We are evaluating Temporal for a webhook service that processes change events (add/remove) received from a GCP Pub/Sub subscription. At peak load, the service must handle 50-100k events per second. The reason why we are interested in temporal is because we have delivery state to manage (success/failed/pending etc).
My primary concern is whether Temporal can scale to this level of throughput. Is Temporal a suitable choice for this use case, or would a custom service for Pub/Sub subscriptions, retries, and state management be more appropriate?
Temporal scales to millions of concurrently executing workflows, but the number of events per second that a single workflow instance can handle is limited.

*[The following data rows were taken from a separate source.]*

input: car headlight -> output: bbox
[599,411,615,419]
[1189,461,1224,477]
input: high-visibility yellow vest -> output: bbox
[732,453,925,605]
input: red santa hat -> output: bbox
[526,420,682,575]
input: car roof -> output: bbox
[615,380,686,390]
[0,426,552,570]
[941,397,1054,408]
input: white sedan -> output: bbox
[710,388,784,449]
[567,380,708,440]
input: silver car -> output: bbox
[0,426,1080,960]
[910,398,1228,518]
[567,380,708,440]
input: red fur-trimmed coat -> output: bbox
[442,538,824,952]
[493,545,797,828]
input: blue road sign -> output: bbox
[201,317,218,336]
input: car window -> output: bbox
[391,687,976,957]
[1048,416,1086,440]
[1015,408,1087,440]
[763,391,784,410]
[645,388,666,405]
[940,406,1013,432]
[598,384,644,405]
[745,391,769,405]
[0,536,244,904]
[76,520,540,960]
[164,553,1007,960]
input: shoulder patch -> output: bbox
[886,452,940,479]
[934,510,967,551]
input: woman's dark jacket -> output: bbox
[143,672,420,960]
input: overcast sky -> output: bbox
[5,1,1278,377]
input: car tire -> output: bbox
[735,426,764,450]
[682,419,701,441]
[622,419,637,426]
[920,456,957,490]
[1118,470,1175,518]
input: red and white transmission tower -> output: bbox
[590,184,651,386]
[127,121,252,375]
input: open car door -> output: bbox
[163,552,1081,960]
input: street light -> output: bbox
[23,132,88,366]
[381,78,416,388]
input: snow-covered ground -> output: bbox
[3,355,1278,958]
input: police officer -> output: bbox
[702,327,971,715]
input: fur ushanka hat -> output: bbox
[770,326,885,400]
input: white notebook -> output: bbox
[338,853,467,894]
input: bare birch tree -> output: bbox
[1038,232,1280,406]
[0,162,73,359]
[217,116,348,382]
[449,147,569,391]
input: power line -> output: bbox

So one question is, is the processing of each change event independent (not relying on data received in previous change events)? Could, for example, each change event be processed by a different workflow?
Note however that once you handle events in different workflows, there’s no guarantee that the events will be handled in any particular order. If, for example, you might have a change event {"a": 1} followed by {"a": 2} (and the intent is that the final result be that a is 2), if you have different workflows delivering those events then {"a": 1} might be delivered last (with a final result that a is 1).
Thus, if for a particular object that you’re processing change events for, you need to process those events in order, then you’d need to have a workflow instance for each object.
Then you’d need to consider whether the volume of events for a particular object might be too high for a single workflow to handle.